Certo, il Portogallo ha fatto molti errori – come tutti – ma non ha mai violato il Trattato di Maastricht, né il Patto di Stabilità, né tantomeno ha truccato i conti (come invece ha fatto Atene con la collaborazione di Goldman Sachs). Nemmeno la Spagna ha mai violato Maastricht, ha gestito un surplus fiscale del 2% del Pil durante il boom, aveva un debito pubblico modesto e la sua Banca centrale ha inventato la cosiddetta “previsione dinamica” per contrastare la politica monetaria dissennata della Bce, con una crescita a doppia cifra della massa monetaria M3. L’Italia stessa ha un surplus di budget primario e nonostante il debito alle stelle, la stessa Commissione europea stima che con le attuali politiche, il nostro Paese avrà la ratio debito pubblico/Pil più bassa dell’eurozona attorno al 2050.

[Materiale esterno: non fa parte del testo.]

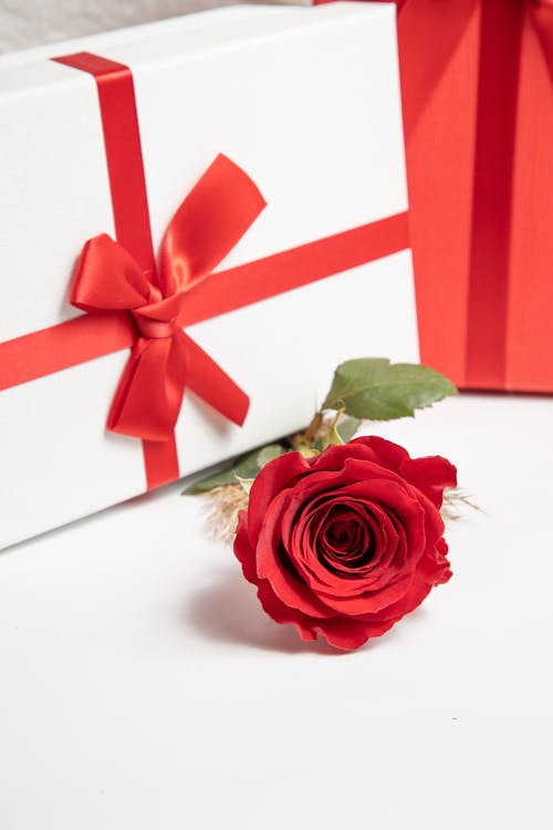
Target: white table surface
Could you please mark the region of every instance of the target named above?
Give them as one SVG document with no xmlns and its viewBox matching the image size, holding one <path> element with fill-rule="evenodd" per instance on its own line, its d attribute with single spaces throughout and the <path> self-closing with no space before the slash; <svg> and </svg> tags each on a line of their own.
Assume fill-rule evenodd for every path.
<svg viewBox="0 0 553 830">
<path fill-rule="evenodd" d="M 178 486 L 0 556 L 2 830 L 551 830 L 553 400 L 378 433 L 486 512 L 353 654 L 265 618 Z"/>
</svg>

Certo, servono per tutti questi paesi riforme importanti del mercato del lavoro e recupero di competitività, ma né la Bce, né la Commissione Europea fino a oggi si erano stracciate le vesti per ottenere misure simili: ora, invece, ecco prima il commissariamento del governo e poi la sortita di Cip e Ciop. Il problema che sta alla radice della crisi europea è profondo e strutturale, ovvero aver messo assieme economie così diverse prima che ci fosse una convergenza in fatto di produttività, pattern di crescita, potere d’acquisto, proiezioni inflazionistiche, sistema legali o anche soltanto politiche sui tassi che non si basassero sulla regola del “one size fits all”, ovvero la misura di scarpa che va bene alla Germania va bene a tutti.

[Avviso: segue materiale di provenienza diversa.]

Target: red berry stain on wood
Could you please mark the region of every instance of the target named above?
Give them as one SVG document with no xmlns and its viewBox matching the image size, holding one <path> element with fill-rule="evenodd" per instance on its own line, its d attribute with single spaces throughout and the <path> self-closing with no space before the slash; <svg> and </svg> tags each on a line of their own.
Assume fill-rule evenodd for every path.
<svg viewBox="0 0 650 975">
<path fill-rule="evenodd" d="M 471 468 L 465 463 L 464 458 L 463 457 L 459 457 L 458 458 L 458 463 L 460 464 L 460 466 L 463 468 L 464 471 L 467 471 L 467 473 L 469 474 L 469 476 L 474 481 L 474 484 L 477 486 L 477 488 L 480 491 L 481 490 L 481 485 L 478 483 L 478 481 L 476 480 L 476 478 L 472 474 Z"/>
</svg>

Già, perché i saputelli tedeschi scordano che il disastro è nato dal fatto che la Bce ha operato come una nuova Bundesbank, rompendo i vincoli di obiettivo di inflazione e massa monetaria M3 per aiutare Berlino quando questa era nei guai per ragioni cicliche. Piano quindi con diktat e prediche, sia Cip che Ciop: non ci sono innocenti in questa storia, tantomeno la Germania che ha pensato di potersi blindare in uno stato strutturale e permanente di surplus commerciale e, contemporaneamente, ordinare agli altri di smetterla di portare avanti politiche di deficit.

Io una mezza idea su come rimettere in riga l’Ue e soprattutto i primi della classe – quelli che Maastricht, a differenza di Madrid, l’hanno violata eccome – ce l’avrei, magari durante la settimana del Meeting di Rimini ve la racconto… In compenso la performance di ieri della Borsa e soprattutto dei titoli bancari conferma chiaramente il mio articolo di martedì: il bando allo short selling non serve a nulla.

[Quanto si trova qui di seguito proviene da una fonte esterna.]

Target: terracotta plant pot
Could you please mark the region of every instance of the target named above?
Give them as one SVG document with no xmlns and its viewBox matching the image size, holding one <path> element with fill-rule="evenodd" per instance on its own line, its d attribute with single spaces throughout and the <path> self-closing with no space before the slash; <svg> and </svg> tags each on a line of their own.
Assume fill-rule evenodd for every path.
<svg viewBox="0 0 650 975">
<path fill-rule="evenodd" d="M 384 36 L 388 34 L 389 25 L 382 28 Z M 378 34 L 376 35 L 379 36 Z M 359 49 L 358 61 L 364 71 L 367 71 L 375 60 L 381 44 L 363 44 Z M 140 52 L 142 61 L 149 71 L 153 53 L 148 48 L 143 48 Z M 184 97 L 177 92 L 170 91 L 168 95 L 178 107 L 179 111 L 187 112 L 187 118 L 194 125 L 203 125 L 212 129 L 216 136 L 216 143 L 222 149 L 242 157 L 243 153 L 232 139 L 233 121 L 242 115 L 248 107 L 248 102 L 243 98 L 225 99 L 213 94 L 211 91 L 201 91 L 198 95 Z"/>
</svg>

P.S. Quiz per il Meeting. Qual è quella banca europea che mercoledì mattina ha preso in prestito dalla Bce 500 milioni di dollari a sette giorni al tasso fisso dell’1,1%? Già, la finestra di prestito scontato denominato in dollari – di fatto un fondo per liquidità di emergenza – della Banca centrale europea, infatti, due giorni fa ha visto un unico richiedente per l’intera somma, erogata ieri da Francoforte e da ripagarsi il 25 agosto prossimo.

Chi ha tanto bisogno di liquidità tra gli istituti europei? In dollari, oltretutto. A far spaventare è il fatto che dallo scorso marzo nessuno aveva più usufruito di questa particolare facility della Bce e che l’ultima volta che si è registrata una richiesta di prestito di una certa entità risale al maggio 2010, quando l’Europa andava a fuoco e l’Eurotower era pronta a tutto per bloccare il contagio. I rumors su quale sia l’istituto coinvolto si sprecano, facendo riferimento a una recente perdita su derivati da 200 milioni di dollari subita da una banca del Vecchio Continente e da ieri anche le autorità statunitensi stanno monitorando con attenzione la solvibilità in dollari delle filiali Usa dei principali istituti europei.

Aspettate qualche giorno e saranno i mercati a dircelo, prima della chiusura del Meeting. Chi azzecca prima, però, merita un premio. Ora ne parlo con il direttore e settimana prossima vi faccio sapere. Buon Meeting.